# Access a Term Vector


A term vector is information and statistics in the fields of a particular document. Term vectors in Elasticsearch are generated on the fly.


 
## Getting Started

In this example, we will use the Elaticsearch Python API. First, we will import and set-up all of the required Python modules and variables we will use later on. Additionally, if you wish to use `curl` instead of the Python API, the corresponding command line function has been commented above each API request.

In [1]:
from elasticsearch import Elasticsearch
import pandas as pd
es = Elasticsearch(urls=['localhost'], port=9200)

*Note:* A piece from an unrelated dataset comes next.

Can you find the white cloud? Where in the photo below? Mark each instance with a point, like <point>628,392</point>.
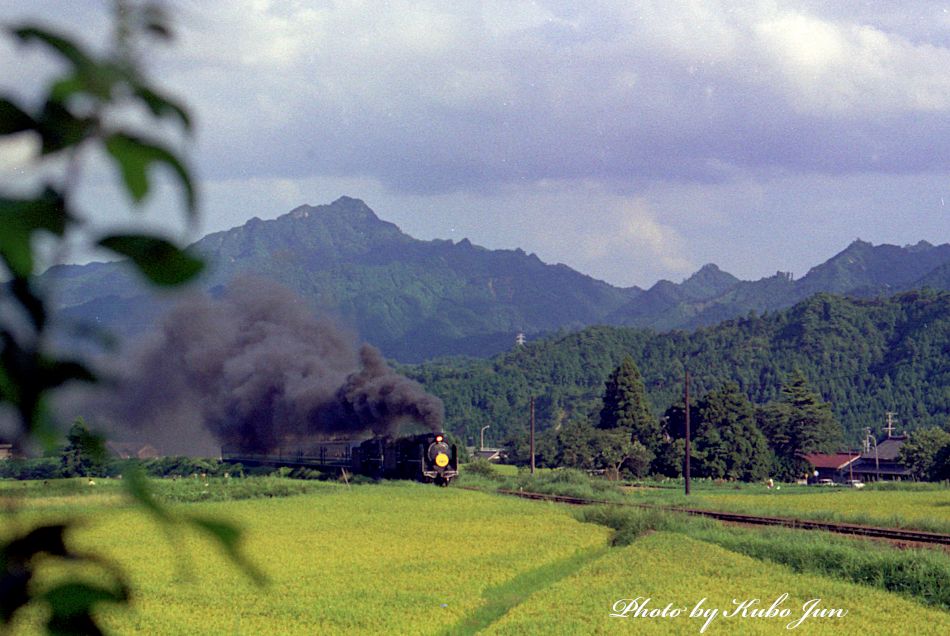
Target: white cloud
<point>853,69</point>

Let's examine what a document in this index looks like. (this operation may take few seconds)

In [3]:
# This query will retrieve every document in the index.
query = {
    'query': {
        'match_all': {}
    }
}

# Send a search request to Elasticsearch.
# curl -X GET localhost:9200/goma/_search -H 'Content-Type: application/json' -d @query.json
res = es.search(index='goma', body=query)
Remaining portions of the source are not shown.